1. To know if your drinking glasses are contaminated with a non-rinsing film select a random sample of glassware weekly (about 10 glasses).
2. Carry out the WATER BREAK TEST as shown below. If two or more glasses are contaminated (or overall 20% plus film), consider removing film using Proton Renovate®
1. Film is so smooth that liquid cannot get a grip on the glass surface as it were, it breaks and forms drops. In such a glass stout, beer, lager will not adhere to the inside of the glass, and the head will not cling. With a filmed lager glass the etch in the base will not be sharp and break out the gas and so the head will not be fully fed and the drink will not look as lively as it could.
2. Depending on the glasses' recent history film may be slight or cover the entire inside area, it may be only on the inside lip area as a result perhaps of detergent/rinse aid draining and drying in this area. Whatever the extent of the film on any particular glass, make a judgement about the overall amount of film on the sample as a whole. While zero film is to be aimed for, in practical circumstances around 20% total sample film indicates remedial action is a good idea.

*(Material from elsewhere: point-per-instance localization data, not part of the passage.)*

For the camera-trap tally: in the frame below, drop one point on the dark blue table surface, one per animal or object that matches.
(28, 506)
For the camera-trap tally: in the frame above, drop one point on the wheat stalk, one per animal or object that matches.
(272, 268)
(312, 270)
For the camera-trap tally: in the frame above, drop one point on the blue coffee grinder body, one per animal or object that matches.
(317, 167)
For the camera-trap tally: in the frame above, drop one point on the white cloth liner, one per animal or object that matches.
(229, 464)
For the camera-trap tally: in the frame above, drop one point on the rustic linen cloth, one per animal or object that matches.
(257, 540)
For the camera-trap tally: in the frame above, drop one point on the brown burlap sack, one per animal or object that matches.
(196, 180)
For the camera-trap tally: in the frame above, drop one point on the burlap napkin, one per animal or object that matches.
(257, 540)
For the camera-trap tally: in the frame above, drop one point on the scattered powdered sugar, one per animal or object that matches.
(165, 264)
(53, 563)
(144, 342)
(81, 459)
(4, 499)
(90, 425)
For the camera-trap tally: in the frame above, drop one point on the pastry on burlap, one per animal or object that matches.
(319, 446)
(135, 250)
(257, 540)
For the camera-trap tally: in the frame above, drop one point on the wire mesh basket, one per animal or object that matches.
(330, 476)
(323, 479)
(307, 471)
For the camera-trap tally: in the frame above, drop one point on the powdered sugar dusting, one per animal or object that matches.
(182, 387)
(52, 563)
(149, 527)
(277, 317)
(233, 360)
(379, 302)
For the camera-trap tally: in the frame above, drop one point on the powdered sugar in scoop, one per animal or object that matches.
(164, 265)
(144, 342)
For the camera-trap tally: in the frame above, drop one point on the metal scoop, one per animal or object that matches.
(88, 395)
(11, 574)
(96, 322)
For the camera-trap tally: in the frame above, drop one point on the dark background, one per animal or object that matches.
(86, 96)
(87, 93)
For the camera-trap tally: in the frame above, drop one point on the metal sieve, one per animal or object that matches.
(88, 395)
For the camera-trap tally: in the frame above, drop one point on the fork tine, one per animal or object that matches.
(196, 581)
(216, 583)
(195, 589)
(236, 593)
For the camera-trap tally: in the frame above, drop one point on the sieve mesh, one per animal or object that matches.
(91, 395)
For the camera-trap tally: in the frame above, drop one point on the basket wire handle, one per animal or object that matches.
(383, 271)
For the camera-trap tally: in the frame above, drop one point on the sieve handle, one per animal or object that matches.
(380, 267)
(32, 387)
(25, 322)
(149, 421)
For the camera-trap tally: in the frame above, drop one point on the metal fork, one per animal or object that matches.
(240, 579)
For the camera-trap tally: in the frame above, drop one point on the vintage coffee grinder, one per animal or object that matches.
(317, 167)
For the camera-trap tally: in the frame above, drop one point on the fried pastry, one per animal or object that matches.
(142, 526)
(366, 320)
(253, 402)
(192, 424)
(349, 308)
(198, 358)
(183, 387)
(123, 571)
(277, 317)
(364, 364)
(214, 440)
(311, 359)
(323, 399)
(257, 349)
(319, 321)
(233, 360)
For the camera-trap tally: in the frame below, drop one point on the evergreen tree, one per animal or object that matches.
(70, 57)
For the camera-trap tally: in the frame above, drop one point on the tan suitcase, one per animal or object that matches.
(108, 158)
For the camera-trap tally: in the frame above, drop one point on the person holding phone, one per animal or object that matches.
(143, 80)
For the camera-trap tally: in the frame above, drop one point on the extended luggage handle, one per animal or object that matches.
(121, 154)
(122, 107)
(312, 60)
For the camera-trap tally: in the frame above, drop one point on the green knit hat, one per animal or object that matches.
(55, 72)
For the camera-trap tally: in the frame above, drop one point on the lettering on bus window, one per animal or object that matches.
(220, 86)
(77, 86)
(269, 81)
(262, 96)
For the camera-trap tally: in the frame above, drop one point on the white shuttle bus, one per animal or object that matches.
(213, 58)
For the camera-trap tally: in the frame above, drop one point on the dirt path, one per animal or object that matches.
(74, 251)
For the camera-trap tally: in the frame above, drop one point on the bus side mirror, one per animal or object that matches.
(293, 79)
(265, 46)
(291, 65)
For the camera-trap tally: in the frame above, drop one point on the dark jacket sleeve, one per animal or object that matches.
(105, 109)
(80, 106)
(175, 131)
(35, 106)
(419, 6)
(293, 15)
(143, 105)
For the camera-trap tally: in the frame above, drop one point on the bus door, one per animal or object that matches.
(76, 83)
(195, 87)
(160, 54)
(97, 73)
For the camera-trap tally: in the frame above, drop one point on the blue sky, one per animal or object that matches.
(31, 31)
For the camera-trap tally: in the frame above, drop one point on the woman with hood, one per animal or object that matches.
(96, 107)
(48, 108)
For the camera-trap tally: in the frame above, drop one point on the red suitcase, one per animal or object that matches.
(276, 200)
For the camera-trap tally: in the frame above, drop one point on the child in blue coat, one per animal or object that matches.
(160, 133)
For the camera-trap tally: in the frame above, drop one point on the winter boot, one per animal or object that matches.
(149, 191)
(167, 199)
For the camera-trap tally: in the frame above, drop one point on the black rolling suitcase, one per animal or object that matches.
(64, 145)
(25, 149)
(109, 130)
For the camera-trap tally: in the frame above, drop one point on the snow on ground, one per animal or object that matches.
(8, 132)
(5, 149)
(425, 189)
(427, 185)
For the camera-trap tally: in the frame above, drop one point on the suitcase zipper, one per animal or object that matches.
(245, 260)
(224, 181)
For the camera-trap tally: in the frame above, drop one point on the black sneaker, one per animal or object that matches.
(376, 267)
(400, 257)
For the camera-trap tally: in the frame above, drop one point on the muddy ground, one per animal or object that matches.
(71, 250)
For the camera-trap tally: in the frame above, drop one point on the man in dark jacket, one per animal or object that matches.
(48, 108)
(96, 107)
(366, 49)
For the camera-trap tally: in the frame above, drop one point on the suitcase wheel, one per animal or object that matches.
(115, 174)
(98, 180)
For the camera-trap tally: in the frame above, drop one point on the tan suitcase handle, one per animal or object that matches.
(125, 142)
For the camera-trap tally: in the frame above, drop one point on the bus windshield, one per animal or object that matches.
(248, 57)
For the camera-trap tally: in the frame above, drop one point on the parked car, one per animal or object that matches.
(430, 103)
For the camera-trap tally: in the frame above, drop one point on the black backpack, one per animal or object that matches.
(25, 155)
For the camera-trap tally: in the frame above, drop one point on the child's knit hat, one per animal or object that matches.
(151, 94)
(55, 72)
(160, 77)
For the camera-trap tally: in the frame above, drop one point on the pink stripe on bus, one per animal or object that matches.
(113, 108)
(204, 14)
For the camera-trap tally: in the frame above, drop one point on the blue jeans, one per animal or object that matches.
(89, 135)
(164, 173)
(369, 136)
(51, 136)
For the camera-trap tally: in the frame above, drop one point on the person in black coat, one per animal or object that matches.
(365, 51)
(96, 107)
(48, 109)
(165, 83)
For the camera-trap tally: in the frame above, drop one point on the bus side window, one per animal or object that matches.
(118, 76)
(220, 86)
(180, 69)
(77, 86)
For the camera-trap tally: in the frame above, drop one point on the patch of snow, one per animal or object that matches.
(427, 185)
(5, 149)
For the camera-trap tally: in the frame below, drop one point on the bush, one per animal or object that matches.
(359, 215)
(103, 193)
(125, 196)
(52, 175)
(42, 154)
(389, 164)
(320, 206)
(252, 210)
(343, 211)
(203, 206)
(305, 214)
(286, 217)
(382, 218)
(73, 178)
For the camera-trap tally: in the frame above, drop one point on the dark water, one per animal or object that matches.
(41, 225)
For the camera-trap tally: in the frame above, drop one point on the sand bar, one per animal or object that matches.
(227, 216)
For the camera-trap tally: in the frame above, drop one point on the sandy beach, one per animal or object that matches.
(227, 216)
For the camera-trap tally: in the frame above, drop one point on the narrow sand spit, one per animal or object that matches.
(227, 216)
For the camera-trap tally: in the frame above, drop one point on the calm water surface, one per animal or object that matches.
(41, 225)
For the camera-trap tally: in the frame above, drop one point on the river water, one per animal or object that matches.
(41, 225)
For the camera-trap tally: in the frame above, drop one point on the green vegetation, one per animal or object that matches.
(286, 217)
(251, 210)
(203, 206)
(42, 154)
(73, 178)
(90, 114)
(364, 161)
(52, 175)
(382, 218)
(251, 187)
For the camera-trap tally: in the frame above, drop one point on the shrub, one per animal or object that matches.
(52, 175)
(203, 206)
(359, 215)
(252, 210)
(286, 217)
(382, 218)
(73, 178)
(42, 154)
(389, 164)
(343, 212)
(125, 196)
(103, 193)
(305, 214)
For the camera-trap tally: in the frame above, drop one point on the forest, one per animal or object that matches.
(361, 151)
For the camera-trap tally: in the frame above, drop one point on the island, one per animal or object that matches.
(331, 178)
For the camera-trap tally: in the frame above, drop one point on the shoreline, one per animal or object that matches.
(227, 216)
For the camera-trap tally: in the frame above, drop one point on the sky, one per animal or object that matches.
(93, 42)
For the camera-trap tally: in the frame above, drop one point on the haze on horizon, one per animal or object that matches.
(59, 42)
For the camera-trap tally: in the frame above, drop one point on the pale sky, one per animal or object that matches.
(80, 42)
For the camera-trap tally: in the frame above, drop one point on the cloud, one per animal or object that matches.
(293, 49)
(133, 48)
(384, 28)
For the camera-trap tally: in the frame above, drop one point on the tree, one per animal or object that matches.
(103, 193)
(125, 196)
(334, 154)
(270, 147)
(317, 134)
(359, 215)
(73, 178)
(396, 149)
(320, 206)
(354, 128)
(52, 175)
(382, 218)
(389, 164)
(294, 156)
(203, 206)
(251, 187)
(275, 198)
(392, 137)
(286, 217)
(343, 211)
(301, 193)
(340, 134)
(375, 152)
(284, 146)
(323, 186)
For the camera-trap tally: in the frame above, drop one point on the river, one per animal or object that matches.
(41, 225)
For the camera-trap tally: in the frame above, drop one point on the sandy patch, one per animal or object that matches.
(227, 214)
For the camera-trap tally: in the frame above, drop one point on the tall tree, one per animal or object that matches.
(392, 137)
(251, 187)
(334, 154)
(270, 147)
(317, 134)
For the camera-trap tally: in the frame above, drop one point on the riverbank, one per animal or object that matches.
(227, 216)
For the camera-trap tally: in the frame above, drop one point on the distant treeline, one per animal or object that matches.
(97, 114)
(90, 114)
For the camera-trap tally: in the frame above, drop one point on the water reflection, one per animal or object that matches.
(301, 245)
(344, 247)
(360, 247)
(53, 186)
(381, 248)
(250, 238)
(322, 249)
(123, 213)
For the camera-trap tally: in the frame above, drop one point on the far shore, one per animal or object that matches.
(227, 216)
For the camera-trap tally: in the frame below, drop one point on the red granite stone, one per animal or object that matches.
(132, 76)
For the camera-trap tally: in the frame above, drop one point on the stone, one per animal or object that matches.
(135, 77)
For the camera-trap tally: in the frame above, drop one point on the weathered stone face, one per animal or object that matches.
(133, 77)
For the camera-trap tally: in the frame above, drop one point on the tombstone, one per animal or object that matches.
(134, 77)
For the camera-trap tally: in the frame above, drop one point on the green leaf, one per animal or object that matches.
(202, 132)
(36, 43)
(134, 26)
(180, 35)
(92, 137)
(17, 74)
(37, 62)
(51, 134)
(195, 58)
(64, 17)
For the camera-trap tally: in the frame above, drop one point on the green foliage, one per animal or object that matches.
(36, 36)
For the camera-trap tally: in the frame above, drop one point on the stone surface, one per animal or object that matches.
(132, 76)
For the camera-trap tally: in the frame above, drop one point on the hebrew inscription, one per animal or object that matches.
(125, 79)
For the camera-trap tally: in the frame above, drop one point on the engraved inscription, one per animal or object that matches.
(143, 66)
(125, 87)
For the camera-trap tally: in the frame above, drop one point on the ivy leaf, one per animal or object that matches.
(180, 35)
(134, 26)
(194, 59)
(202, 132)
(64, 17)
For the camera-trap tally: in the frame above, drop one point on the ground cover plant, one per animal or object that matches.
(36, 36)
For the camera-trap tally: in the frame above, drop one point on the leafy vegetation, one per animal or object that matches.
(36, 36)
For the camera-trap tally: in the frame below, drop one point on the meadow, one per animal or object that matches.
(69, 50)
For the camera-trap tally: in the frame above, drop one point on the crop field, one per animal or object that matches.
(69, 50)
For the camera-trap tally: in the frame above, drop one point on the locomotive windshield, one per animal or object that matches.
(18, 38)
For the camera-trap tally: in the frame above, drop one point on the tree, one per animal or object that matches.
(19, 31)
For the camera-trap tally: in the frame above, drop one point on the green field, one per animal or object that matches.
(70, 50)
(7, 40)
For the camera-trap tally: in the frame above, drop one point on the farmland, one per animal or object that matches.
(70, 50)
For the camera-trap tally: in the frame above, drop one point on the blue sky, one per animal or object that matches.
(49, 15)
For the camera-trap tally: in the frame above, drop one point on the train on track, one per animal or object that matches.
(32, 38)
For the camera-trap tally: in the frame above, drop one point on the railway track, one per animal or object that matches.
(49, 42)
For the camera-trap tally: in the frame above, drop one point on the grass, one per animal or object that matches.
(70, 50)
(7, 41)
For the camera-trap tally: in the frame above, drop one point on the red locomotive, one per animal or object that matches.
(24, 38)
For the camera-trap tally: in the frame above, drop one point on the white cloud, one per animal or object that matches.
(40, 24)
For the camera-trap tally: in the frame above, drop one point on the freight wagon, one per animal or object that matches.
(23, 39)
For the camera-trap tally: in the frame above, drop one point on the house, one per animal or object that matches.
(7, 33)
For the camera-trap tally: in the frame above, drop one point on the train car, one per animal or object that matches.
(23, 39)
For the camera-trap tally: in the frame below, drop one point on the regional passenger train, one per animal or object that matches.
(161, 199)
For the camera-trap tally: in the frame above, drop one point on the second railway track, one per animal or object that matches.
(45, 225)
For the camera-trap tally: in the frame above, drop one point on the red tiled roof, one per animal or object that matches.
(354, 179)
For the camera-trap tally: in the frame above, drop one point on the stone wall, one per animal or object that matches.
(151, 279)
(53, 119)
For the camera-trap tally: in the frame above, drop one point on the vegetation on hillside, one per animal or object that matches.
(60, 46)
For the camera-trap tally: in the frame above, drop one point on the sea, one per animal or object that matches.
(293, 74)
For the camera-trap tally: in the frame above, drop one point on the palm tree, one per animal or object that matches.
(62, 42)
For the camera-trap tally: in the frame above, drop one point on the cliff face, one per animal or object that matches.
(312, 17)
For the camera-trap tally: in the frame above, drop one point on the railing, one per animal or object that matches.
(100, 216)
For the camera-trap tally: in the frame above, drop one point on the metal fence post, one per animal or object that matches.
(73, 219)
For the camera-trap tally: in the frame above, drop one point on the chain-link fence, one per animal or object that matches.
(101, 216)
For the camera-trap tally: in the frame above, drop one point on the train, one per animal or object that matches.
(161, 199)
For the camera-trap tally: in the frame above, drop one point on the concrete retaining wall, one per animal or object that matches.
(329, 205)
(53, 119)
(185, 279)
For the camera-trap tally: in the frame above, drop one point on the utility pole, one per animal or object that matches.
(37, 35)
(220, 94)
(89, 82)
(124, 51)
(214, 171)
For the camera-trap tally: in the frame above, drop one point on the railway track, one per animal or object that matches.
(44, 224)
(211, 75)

3. Film can arise from a variety of sources. New glasses can carry a mould release film. Normally film arises as a result of contamination from (a) detergent/rinse aid overdose/underdose or incorrect chemical selection, (b) glasswasher wash/rinse problems, (c) excess waste protein in wash water.
4. See the Water Break Test as A practical in-house quality control tool and allocate this weekly job to one person.